「知って」もできないから「できる」まで引き上げるのが教師。
明後日の
篠研の日本語の教え方ワークショップ
「初級文型導入の授業準備を短縮する方法
-まずは1時間以内、そして30分、最速10分」
でお話しする話を少し。
どうしてこのセミナーをしようと思ったかと
いうと、
多くの方から
「初級の文型導入の授業準備に時間がかかって
仕方がない。何とかならないか。

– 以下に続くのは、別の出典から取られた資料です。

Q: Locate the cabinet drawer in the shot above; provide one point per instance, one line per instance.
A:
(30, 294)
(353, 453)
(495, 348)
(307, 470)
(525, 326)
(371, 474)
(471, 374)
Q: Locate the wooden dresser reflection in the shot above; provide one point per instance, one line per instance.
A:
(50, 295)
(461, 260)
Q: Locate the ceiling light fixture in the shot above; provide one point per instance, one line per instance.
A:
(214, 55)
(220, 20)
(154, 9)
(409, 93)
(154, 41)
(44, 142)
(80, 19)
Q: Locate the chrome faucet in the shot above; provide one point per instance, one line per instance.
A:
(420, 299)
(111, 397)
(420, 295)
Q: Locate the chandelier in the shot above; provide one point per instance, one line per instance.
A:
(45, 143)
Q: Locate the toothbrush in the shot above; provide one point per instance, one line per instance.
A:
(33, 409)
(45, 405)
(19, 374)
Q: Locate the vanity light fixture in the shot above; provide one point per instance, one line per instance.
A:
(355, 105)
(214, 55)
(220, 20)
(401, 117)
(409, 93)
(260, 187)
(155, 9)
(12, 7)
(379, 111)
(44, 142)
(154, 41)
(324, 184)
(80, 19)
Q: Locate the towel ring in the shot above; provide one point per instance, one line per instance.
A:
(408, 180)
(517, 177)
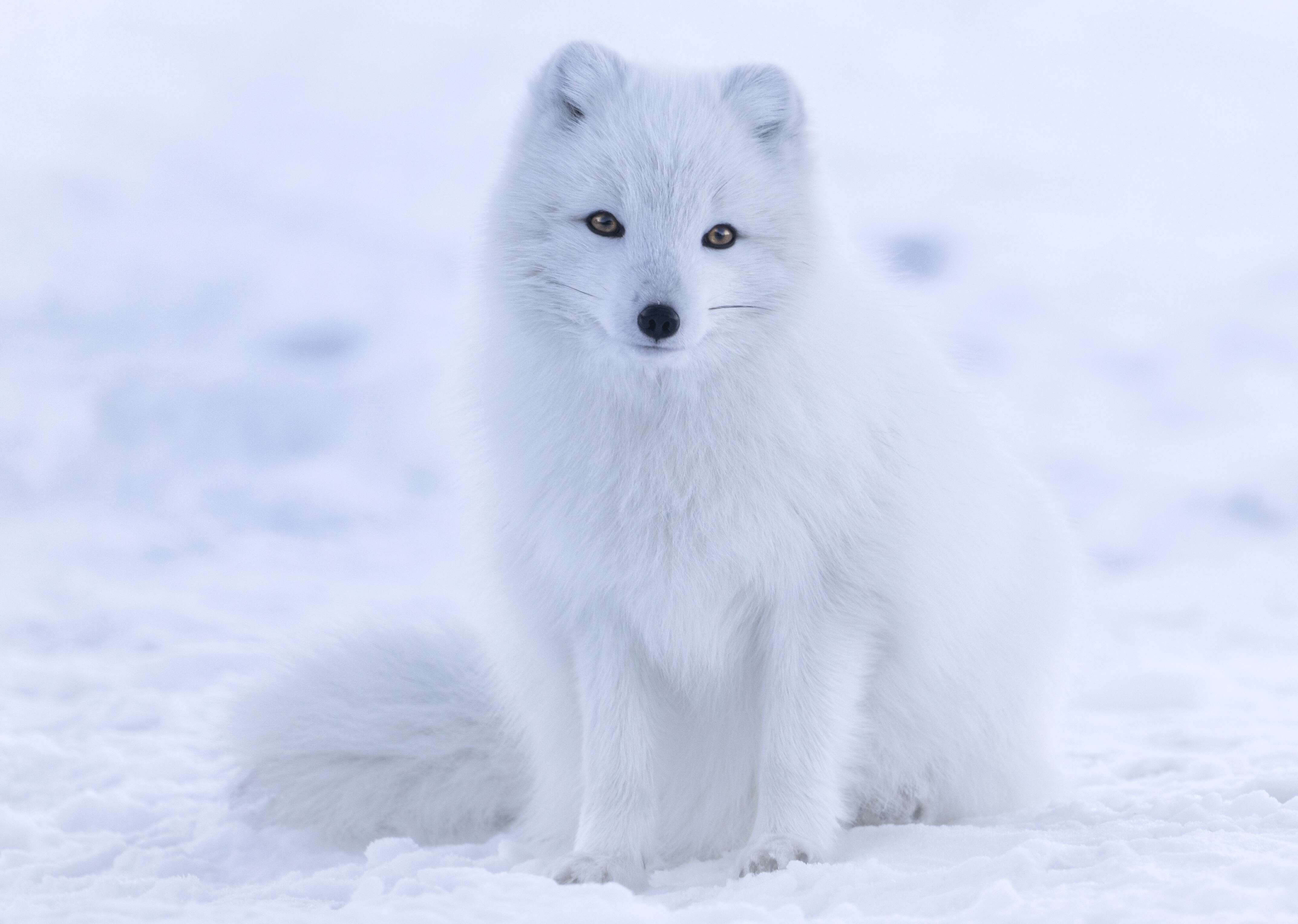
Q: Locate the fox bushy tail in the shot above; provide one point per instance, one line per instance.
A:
(398, 734)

」
というお話を数多く頂いたからなわけですが、
そもそも、ここで押さえておかなければなら
ないことは、
私たち日本語教師は、学習者に文型の意味用法を
教えることがゴールなのではなく、
その文型を日常生活で自由に使いこなせるように
することがゴールであること、
そして、文型を導入した段階では、学習者はその
文型を使いこなすレベルにはまだ達していないと
いうことです。
つまり、「できる」レベルに達していないと
いうことです。
学習者を「できる」レベルまで引き上げるため
には、文型導入の後、
▼口ならしの文型練習
▼コンテキストのあるコミュニカティブ活動
▼コンテキストのないコミュニカティブ活動
など、とにかくアウトプットの活動をしっかり
行い、
とっさのときに、正しく言ったり書いたりできる
ようになるまで練習しないといけません。
これは、スポーツと一緒。
競技のルールや基本的な動作を一通りレクチャー
されても、すぐに試合ができるわけではなく、
基本動作の反復練習を繰り返し行い、その動作が
とっさのときに正しくできるよう、
体にしみこませなければ、思うようなプレイを
することができません。
技を使いこなすためには、膨大な反復練習が
必要なのです。
言語の習得も同じで、
「競技のルールや基本的な動作を一通りの
レクチャー」
はいわば「文型導入」。
体にしみこませるための「基本動作の反復練習」
はいわば、
▼口ならしの文型練習
▼コンテキストのあるコミュニカティブ活動
▼コンテキストのないコミュニカティブ活動
だから、限られた授業枠の中で収めるためには
本来は文型導入などさっさと片づけ、どんどん
アウトプットの活動をしないといけないはずな
のです。
普段の授業で、コミュニカティブ活動、しっかり
やってますか。
文型導入から文型練習当たりで時間切れになって
いませんか。
もしそうだとしたら、文型導入は、文型の意味
用法が分かることがその目的なので、
ぶっちゃけ文法翻訳本などを各自で読ませて10分
ぐらいでパパっと済ませ、
さっさとアウトプットの活動に移るほうが、よほど
いいのです。
にもかかわらず、文型導入の授業準備に時間が
かかるというのは、もしかしたら、
「知る」=「できる」
と教師側が無意識のレベルで思い込んでいるから
ではないか、
あるいは、
「知る」ようにするところまでが教師の仕事、
「できる」ようにするのは学習者の努力
のようなビリーフが教師側にあるからなのでは
ないか、
とさえ思ってしまうのですが、いかがでしょうか。
ですが、今の時代、「知る」だけなら、ネット上の
情報でおおかた間に合います。
そこに、教師が心血を注ぐ意味は、今の時代
あまり意味がないのです。
一方、学習者は、たとえ「知って」も「でき」ない
からいつまでも右往左往するわけで、
「できる」レベルまで引き上げるところに日本語
教師の存在価値があるのです。
だとすれば、
私たちは、もっと仕事の比重の置き方を考え直さ
なければならないと思うのですが、いかがでしょうか。